The BPU technology has already shown that it can be produced at scale, as Cardea already has the capacity for manufacturing thousands of units. The target market is for detecting infectious diseases in developing countries, because compared with other diagnostic platforms, the ability to detect a range of infectious diseases helps to bring the development time and the cost down, making it more appealing to markets that cannot afford to spend as much money on medical devices. And it opens the doors to communities that have traditionally been underserved when it comes to medical testing.
As mentioned above, the utilization of graphene in the detection mechanism helps to increase the sensitivity of the platform, so much so that it has been showcased that these new BPU–based platforms can detect if someone has an infectious disease by their breath.

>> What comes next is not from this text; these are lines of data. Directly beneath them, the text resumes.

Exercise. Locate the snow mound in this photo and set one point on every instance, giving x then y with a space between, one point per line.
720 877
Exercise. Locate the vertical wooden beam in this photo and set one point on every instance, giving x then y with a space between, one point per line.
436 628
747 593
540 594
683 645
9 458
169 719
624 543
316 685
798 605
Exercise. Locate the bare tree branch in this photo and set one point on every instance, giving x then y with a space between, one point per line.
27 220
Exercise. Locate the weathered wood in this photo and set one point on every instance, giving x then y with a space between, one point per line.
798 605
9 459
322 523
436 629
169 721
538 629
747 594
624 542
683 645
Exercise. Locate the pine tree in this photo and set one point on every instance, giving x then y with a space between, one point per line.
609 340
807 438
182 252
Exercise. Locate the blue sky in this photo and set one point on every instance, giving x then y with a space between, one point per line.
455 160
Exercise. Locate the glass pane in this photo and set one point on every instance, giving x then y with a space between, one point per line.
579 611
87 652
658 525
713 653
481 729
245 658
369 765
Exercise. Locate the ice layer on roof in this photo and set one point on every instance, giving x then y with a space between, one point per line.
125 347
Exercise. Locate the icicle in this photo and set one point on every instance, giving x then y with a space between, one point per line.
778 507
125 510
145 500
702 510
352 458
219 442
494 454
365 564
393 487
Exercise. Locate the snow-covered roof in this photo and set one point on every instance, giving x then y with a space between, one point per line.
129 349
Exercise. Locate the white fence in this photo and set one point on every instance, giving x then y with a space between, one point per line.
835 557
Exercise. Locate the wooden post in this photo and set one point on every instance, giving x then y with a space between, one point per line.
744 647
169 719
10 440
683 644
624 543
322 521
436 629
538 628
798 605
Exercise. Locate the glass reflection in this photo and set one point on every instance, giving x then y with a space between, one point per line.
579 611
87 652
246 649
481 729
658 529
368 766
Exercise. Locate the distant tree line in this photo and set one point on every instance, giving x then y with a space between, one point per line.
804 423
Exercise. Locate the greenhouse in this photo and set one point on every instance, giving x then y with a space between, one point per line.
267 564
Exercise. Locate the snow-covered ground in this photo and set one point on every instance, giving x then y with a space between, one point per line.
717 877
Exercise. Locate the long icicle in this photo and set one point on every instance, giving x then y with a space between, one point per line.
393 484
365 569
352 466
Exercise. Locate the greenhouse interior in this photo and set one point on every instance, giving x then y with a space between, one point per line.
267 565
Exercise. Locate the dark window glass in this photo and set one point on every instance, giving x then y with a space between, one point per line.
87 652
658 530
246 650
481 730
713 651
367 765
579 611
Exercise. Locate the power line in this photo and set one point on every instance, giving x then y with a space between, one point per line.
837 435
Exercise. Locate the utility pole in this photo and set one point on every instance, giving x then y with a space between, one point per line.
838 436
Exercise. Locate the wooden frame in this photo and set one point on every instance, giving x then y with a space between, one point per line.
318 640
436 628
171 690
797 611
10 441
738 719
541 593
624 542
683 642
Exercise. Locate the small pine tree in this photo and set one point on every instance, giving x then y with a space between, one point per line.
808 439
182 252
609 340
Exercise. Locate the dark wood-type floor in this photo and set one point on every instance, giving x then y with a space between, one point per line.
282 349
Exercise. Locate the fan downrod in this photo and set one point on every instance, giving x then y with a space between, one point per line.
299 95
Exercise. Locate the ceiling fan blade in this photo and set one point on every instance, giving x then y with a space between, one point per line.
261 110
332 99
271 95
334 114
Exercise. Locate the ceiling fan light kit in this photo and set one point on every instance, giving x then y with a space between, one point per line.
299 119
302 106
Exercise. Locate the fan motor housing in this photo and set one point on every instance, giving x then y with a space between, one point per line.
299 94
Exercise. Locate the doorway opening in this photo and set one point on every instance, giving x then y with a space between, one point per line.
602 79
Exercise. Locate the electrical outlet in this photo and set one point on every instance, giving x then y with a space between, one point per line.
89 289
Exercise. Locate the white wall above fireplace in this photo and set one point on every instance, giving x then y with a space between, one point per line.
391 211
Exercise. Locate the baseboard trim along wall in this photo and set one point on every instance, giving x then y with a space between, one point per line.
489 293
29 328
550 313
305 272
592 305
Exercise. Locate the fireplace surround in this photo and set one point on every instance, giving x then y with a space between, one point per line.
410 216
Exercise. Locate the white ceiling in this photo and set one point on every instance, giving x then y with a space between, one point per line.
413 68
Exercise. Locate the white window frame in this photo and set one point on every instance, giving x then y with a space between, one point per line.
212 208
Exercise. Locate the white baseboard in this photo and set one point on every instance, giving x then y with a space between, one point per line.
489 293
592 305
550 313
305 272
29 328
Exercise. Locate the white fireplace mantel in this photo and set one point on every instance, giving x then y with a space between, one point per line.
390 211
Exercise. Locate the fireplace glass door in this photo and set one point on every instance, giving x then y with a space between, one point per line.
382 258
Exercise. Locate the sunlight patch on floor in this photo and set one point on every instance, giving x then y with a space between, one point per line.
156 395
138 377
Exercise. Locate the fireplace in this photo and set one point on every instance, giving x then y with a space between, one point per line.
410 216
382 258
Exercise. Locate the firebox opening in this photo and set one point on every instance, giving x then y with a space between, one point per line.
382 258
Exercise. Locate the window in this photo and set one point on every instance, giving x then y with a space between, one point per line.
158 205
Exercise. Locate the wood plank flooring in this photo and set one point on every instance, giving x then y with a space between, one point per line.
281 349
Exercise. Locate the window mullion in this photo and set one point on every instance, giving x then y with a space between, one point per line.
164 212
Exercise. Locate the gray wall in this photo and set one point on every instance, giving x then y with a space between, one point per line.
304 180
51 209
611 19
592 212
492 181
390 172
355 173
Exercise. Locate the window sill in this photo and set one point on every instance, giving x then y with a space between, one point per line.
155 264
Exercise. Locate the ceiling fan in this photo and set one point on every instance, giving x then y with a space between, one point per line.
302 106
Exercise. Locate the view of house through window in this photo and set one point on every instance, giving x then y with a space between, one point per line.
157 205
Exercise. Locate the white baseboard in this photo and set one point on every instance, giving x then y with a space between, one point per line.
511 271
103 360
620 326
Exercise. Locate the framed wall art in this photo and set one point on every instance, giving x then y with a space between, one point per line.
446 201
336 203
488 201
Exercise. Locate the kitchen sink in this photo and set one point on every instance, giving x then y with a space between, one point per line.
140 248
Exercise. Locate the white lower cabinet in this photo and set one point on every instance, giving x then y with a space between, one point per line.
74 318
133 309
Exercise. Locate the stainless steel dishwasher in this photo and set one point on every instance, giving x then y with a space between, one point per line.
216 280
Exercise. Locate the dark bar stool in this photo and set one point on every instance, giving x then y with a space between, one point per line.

The aim of the funded project is to verify the ability of the BPU functionalized with an insect odorant receptor to detect agonist odorants (agonist odorants are a substance that initiates a response with a receptor).
The electronic nose being developed has the potential to detect a range of diseases, including Covid and malaria, and can also be used to detect different cancers like its predecessor. It is thought that the platforms based around odorant sensing could be used in a wide range of applications, from clinical health settings to environmental monitoring, agriculture, and biosecurity applications. The versatility of the BPU could mean that the platforms may be used even wider in the future once this project has finished and is being used in the real world.